Sol–gel preparation and characterization of nano-crystalline lithium–mica glass–ceramic

Abstract

The nano-crystalline lithium–mica glass–ceramic with separated crystallite size of 13 nm was prepared using sol–gel technique. In such a process, the structural evolutions and microstructural characteristics of the synthesized samples were investigated through X-ray diffraction, transmission electron microscopy, thermal analysis and Fourier transform infrared spectroscopy. It was found that the crystallite size of the mica obtained from sol–gel method is smaller than the one synthesized via conventional melted method. The XRD results also showed that the crystallization of mica occurred above 675 °C and it could originate from MgF₂ so that the next stage will also be the transformation from mica to norbergite and norbergite to chondrodite. The activation energy of the crystallization and Avrami factor were measured as 376.7 kJ mol⁻¹ and 2.3, respectively. It is found that the bulk crystallization could be considered as the predominant crystallization mechanism for the glass–ceramic.

Introduction

Glass–ceramics are polycrystalline ceramic materials, derived through the controlled nucleation and crystallization of glass, where the content of residual glassy phase is usually less than 50% [1], [2]. Glass–ceramics have several advantages over conventional types of powder processed ceramics. In addition to the ease of flexibility of forming the glassy state, glass–ceramics have a uniformity of microstructure and reproducibility of glass [1], [2], [3]. Of the many types of obtainable microstructures in glass–ceramics, those based on uniformly dispersed crystals <100 nm in size provide unique attributes for the current products and offer promise for many potential new applications [3].

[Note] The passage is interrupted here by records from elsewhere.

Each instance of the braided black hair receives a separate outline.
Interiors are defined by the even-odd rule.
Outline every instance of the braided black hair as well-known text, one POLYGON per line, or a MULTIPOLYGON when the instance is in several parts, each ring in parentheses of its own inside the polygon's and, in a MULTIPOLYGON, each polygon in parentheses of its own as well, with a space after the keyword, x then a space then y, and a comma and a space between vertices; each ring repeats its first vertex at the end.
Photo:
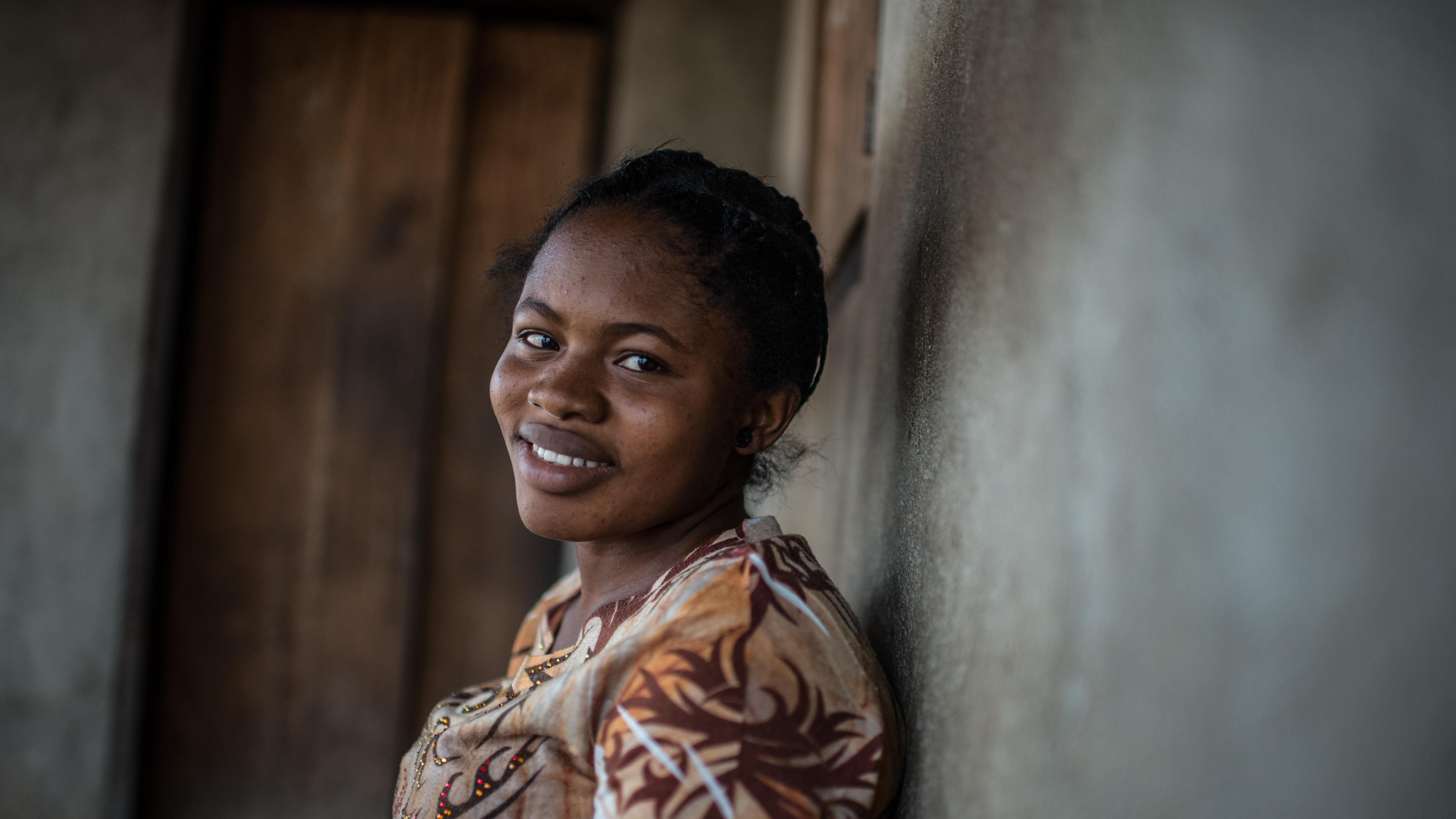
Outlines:
MULTIPOLYGON (((700 153, 648 152, 579 184, 540 230, 501 252, 491 274, 524 281, 565 220, 606 205, 641 208, 683 232, 700 261, 697 280, 748 341, 748 379, 756 391, 794 388, 801 404, 814 395, 828 350, 824 270, 814 230, 792 197, 700 153)), ((792 440, 775 449, 773 456, 754 459, 750 488, 767 491, 805 453, 792 440)))

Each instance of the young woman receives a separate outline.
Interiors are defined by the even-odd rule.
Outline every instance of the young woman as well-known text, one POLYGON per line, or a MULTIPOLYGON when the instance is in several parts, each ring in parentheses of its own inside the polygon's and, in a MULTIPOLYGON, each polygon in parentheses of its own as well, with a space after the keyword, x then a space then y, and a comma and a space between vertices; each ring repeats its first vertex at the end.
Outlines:
POLYGON ((814 392, 827 312, 792 198, 657 150, 578 188, 521 281, 491 399, 521 519, 579 571, 504 679, 431 713, 399 818, 874 818, 900 736, 808 544, 744 488, 814 392))

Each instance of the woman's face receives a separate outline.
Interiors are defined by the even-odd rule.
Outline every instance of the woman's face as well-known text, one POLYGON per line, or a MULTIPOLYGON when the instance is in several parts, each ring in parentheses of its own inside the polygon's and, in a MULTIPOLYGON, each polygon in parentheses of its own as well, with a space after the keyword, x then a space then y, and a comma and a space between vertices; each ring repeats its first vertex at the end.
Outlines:
POLYGON ((633 535, 747 474, 734 449, 745 344, 705 307, 673 236, 625 208, 591 210, 556 229, 526 277, 491 404, 537 535, 633 535))

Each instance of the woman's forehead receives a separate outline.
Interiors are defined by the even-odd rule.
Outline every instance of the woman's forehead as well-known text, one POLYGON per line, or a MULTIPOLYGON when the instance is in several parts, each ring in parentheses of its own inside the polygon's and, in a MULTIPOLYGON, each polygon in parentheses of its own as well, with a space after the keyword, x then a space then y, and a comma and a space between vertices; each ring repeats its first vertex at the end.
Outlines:
MULTIPOLYGON (((549 305, 563 321, 642 321, 715 325, 693 275, 693 259, 664 248, 661 230, 620 217, 584 214, 563 224, 536 255, 521 303, 549 305)), ((716 328, 721 331, 721 328, 716 328)))

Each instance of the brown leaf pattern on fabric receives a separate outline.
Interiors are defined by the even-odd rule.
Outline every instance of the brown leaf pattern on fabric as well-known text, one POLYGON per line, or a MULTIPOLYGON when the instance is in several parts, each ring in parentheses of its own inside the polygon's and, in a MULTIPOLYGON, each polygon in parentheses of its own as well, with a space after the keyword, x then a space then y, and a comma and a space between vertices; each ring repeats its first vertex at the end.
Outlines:
POLYGON ((431 714, 395 816, 872 819, 898 723, 855 616, 802 538, 745 522, 545 653, 578 593, 527 615, 513 676, 431 714))

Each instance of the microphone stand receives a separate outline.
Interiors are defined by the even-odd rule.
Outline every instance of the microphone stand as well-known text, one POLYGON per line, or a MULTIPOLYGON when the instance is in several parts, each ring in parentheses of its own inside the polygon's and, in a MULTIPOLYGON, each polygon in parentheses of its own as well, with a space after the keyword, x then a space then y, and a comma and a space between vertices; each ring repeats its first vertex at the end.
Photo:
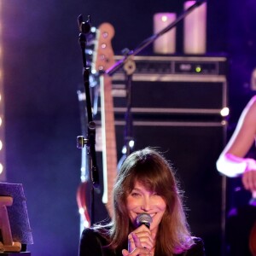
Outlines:
POLYGON ((133 60, 133 56, 137 55, 140 53, 143 49, 148 46, 150 44, 154 42, 159 37, 162 36, 172 28, 177 26, 181 20, 183 20, 189 14, 190 14, 195 9, 201 5, 205 1, 199 0, 195 2, 193 5, 191 5, 188 9, 183 11, 182 15, 180 15, 173 22, 168 25, 166 27, 160 31, 158 33, 149 37, 148 38, 143 41, 134 50, 125 49, 125 56, 120 61, 117 61, 114 65, 110 67, 106 70, 106 73, 109 76, 113 76, 119 68, 124 67, 124 70, 125 73, 125 85, 126 85, 126 98, 127 98, 127 109, 125 113, 125 152, 123 157, 119 160, 118 166, 119 168, 121 166, 124 158, 130 154, 131 147, 131 141, 132 139, 131 136, 131 127, 132 127, 132 118, 131 118, 131 81, 132 81, 132 74, 136 70, 136 64, 133 60))
POLYGON ((90 95, 90 67, 87 67, 85 48, 86 48, 86 35, 90 31, 90 16, 88 16, 88 20, 86 22, 83 21, 83 16, 80 15, 78 18, 79 26, 79 43, 82 50, 83 58, 83 78, 84 85, 85 89, 85 97, 86 97, 86 109, 87 109, 87 138, 83 136, 79 136, 77 137, 77 148, 83 148, 86 145, 87 154, 89 157, 89 168, 90 169, 90 178, 92 181, 91 187, 91 224, 94 224, 94 215, 95 215, 95 200, 94 200, 94 191, 99 189, 99 172, 96 164, 96 123, 92 119, 91 112, 91 102, 90 95))

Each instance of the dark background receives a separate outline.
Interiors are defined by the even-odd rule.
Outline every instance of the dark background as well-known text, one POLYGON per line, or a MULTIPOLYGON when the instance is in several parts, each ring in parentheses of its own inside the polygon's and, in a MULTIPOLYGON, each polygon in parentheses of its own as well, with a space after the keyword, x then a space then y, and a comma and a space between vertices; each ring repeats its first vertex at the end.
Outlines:
MULTIPOLYGON (((33 256, 77 255, 81 134, 77 89, 83 84, 77 17, 115 28, 115 54, 152 35, 153 15, 181 13, 183 1, 14 1, 1 3, 7 181, 24 185, 33 256)), ((213 1, 207 6, 207 52, 230 60, 230 134, 253 92, 253 0, 213 1)), ((177 54, 183 54, 182 23, 177 54)), ((150 54, 152 49, 146 49, 150 54)), ((147 146, 147 145, 145 145, 147 146)), ((216 175, 218 173, 216 172, 216 175)))

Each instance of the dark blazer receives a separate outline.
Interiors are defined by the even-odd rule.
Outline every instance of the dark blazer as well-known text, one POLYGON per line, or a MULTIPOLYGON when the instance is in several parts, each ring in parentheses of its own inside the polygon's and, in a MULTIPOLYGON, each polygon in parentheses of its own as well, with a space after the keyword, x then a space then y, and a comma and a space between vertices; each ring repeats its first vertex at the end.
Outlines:
MULTIPOLYGON (((201 238, 193 237, 195 245, 187 252, 176 256, 205 256, 204 244, 201 238)), ((85 229, 81 236, 79 256, 122 256, 122 252, 113 252, 104 248, 107 245, 106 240, 92 229, 85 229)), ((127 246, 124 246, 126 248, 127 246)), ((175 256, 173 255, 173 256, 175 256)), ((166 256, 166 255, 154 255, 166 256)), ((169 256, 169 255, 168 255, 169 256)))

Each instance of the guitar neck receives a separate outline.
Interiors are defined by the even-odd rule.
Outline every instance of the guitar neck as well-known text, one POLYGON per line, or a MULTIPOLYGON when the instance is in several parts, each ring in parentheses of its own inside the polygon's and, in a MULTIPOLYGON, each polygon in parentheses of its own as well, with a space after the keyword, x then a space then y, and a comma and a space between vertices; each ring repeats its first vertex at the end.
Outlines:
POLYGON ((110 217, 113 216, 113 195, 114 180, 117 174, 117 151, 113 97, 111 95, 111 78, 108 75, 101 78, 101 108, 102 126, 102 160, 104 192, 102 201, 110 217))

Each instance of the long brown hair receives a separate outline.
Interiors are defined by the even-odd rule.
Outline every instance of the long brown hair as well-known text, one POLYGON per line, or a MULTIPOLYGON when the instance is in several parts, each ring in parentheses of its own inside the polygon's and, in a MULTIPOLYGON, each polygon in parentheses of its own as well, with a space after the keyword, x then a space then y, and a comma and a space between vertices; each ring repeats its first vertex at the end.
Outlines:
POLYGON ((156 236, 155 253, 172 255, 187 250, 192 244, 181 192, 172 166, 157 150, 136 151, 124 161, 113 188, 113 216, 109 230, 110 247, 122 249, 134 229, 126 208, 126 198, 137 181, 155 191, 166 203, 166 210, 156 236))

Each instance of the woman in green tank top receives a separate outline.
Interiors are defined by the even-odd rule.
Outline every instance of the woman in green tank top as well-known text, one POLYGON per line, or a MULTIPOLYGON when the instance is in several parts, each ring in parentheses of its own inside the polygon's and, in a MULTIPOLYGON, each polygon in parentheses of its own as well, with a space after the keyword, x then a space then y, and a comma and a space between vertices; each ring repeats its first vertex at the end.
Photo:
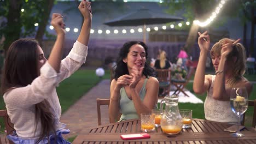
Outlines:
POLYGON ((137 41, 126 43, 120 49, 110 88, 110 122, 139 118, 157 104, 159 83, 146 63, 147 50, 144 43, 137 41), (122 115, 118 119, 119 113, 122 115))

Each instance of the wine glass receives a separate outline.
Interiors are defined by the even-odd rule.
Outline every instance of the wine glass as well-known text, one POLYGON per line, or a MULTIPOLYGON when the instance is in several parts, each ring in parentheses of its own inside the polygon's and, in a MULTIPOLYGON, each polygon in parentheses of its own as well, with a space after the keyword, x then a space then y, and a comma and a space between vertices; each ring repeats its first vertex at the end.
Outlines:
POLYGON ((232 134, 234 137, 245 136, 239 130, 240 117, 248 108, 248 95, 245 87, 232 88, 230 93, 230 104, 232 111, 238 116, 237 131, 232 134))

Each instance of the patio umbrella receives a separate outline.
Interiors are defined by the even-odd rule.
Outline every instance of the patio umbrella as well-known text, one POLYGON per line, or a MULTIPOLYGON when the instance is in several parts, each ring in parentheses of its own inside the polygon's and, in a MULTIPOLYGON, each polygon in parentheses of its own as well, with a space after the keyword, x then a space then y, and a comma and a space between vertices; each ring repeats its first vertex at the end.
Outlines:
POLYGON ((165 13, 156 13, 148 9, 143 8, 105 22, 104 24, 109 26, 143 25, 143 41, 146 43, 146 25, 165 23, 182 20, 183 20, 182 17, 171 16, 165 13))

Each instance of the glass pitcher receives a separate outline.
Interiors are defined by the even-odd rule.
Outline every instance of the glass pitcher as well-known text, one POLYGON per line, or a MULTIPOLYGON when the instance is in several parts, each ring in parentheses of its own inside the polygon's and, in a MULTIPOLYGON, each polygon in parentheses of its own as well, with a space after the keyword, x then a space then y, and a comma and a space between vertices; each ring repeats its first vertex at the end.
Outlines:
POLYGON ((162 99, 160 102, 160 110, 162 112, 164 110, 164 104, 167 103, 176 103, 178 104, 178 97, 176 94, 173 94, 171 96, 166 96, 164 99, 162 99))
POLYGON ((182 129, 182 118, 177 103, 165 103, 165 110, 161 119, 162 131, 168 135, 179 133, 182 129))

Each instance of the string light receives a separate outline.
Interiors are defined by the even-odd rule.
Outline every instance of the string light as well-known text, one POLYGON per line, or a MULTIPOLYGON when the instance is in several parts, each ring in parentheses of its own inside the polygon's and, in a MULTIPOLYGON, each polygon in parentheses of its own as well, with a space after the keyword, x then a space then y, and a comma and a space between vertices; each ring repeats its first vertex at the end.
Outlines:
POLYGON ((139 28, 138 29, 138 32, 139 33, 141 33, 141 32, 142 32, 142 31, 142 31, 142 28, 139 28))
POLYGON ((53 26, 50 26, 49 27, 49 28, 50 29, 53 29, 53 26))
POLYGON ((125 30, 125 29, 123 29, 122 33, 126 33, 126 30, 125 30))
POLYGON ((219 13, 219 11, 223 7, 223 5, 226 3, 226 0, 222 0, 220 3, 218 5, 218 7, 216 8, 215 11, 213 12, 212 15, 209 18, 207 19, 203 22, 200 22, 199 20, 194 20, 193 22, 195 24, 199 25, 200 27, 205 27, 208 25, 214 19, 217 17, 217 14, 219 13))
POLYGON ((150 32, 151 29, 150 29, 150 28, 149 27, 148 27, 148 28, 147 28, 146 30, 148 32, 150 32))
MULTIPOLYGON (((215 13, 215 15, 216 15, 216 14, 215 13)), ((189 25, 190 22, 189 22, 189 21, 187 21, 187 22, 186 22, 186 24, 187 24, 187 25, 189 25)), ((179 27, 182 27, 182 24, 181 23, 178 23, 178 25, 179 27)), ((38 23, 36 23, 34 24, 34 26, 38 26, 38 23)), ((171 29, 173 29, 174 27, 174 25, 173 24, 172 24, 172 25, 171 25, 170 26, 170 28, 171 28, 171 29)), ((53 26, 49 26, 49 28, 50 28, 50 29, 54 29, 54 27, 53 27, 53 26)), ((155 31, 158 31, 159 29, 159 28, 158 28, 158 27, 154 27, 154 29, 155 31)), ((166 29, 167 29, 166 26, 162 26, 162 29, 164 29, 164 30, 166 30, 166 29)), ((65 30, 66 30, 66 32, 69 32, 70 30, 71 30, 71 28, 69 28, 69 27, 67 27, 67 28, 65 28, 65 30)), ((138 29, 137 29, 137 31, 138 31, 138 32, 139 32, 139 33, 142 33, 142 32, 143 32, 143 29, 142 29, 142 28, 138 28, 138 29)), ((146 31, 147 31, 147 32, 150 32, 150 31, 151 31, 151 28, 150 28, 150 27, 147 27, 147 28, 146 28, 146 31)), ((73 29, 73 31, 74 31, 74 32, 75 32, 75 33, 77 33, 77 32, 79 31, 79 29, 78 29, 78 28, 74 28, 73 29)), ((98 29, 98 30, 96 30, 96 31, 97 32, 97 33, 98 33, 98 34, 102 34, 102 33, 103 33, 103 31, 102 31, 102 30, 101 30, 101 29, 98 29)), ((90 30, 90 32, 91 34, 94 34, 94 33, 95 33, 95 30, 94 30, 94 29, 91 29, 91 30, 90 30)), ((126 31, 126 29, 122 29, 121 32, 122 32, 122 33, 123 33, 123 34, 126 34, 126 33, 127 33, 127 31, 126 31)), ((111 33, 111 31, 109 30, 109 29, 106 29, 106 30, 104 31, 104 32, 106 33, 106 34, 109 34, 111 33)), ((114 34, 118 34, 118 33, 119 33, 119 31, 118 31, 118 29, 114 29, 114 30, 113 31, 113 33, 114 33, 114 34)), ((131 33, 135 33, 135 30, 133 28, 131 28, 131 29, 130 29, 130 32, 131 33)))
POLYGON ((69 28, 69 27, 66 27, 66 28, 65 28, 65 30, 66 30, 66 32, 69 32, 69 31, 70 31, 70 28, 69 28))
POLYGON ((117 30, 117 29, 114 30, 114 33, 115 33, 115 34, 118 34, 118 30, 117 30))
POLYGON ((101 29, 98 29, 98 34, 102 34, 102 30, 101 30, 101 29))

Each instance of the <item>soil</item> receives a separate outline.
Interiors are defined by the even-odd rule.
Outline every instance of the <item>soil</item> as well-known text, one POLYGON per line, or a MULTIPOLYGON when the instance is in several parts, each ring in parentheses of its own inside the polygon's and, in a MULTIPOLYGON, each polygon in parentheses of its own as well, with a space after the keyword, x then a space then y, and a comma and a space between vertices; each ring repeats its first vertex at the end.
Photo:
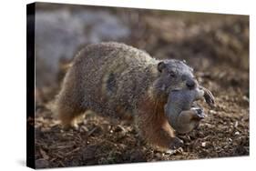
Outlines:
POLYGON ((140 140, 132 123, 93 113, 77 130, 63 130, 51 111, 59 91, 53 86, 36 89, 36 167, 249 156, 249 17, 184 14, 145 12, 121 40, 154 57, 185 59, 214 95, 214 107, 200 103, 207 114, 200 126, 178 135, 184 146, 162 152, 140 140))

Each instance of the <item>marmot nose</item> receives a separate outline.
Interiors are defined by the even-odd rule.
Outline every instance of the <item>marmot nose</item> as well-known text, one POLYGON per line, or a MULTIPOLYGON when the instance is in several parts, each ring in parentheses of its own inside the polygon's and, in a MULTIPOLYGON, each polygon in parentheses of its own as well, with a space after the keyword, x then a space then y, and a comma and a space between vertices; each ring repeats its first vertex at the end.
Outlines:
POLYGON ((196 86, 196 82, 192 79, 187 80, 186 85, 189 88, 192 89, 196 86))

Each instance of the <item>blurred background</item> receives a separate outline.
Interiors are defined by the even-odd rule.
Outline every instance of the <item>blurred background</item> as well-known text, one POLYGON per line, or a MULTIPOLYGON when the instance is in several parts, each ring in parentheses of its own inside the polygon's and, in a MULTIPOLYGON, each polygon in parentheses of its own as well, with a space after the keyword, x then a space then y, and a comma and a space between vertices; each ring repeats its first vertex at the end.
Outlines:
POLYGON ((36 72, 38 167, 249 155, 247 15, 36 3, 36 72), (95 116, 79 130, 59 128, 50 106, 69 64, 79 49, 103 41, 122 42, 159 59, 186 60, 212 91, 216 106, 202 104, 209 116, 199 130, 181 136, 181 151, 155 151, 138 144, 130 125, 95 116))

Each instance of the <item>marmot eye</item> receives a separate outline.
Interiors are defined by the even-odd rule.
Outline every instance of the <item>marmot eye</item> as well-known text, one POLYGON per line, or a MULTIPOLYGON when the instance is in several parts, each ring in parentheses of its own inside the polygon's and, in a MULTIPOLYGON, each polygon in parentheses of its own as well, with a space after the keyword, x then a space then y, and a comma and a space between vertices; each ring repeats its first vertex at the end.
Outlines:
POLYGON ((171 76, 171 77, 175 77, 175 76, 176 76, 174 71, 169 72, 169 76, 171 76))

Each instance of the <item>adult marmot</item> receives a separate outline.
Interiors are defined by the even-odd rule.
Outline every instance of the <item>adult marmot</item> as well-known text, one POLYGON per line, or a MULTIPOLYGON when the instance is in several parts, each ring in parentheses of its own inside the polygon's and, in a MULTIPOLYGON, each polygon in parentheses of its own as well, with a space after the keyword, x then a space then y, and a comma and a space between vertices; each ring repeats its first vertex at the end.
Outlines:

Mica glass–ceramics are such typical machinable ceramics where the crystals of mica disperse within a glassy matrix. Apart from being machinable, the mica-based glass–ceramics exhibit heat resistance exceeding 800 °C, electrical insulating properties as well as high mechanical strength [4], [5], [6], [7], [8], [9].

Recently Taruta et al. [4], [7] successfully prepared a novel mica glass–ceramics where the separated micas are lithium–mica type with a mean crystallite size of 20 nm in which the interlayer cation is lithium ion. Thus, the novel mica glass–ceramics have potential applications not merely as mechinable ceramics and optical materials but also as lithium ion conductors, practically used in many application fields [4], [7].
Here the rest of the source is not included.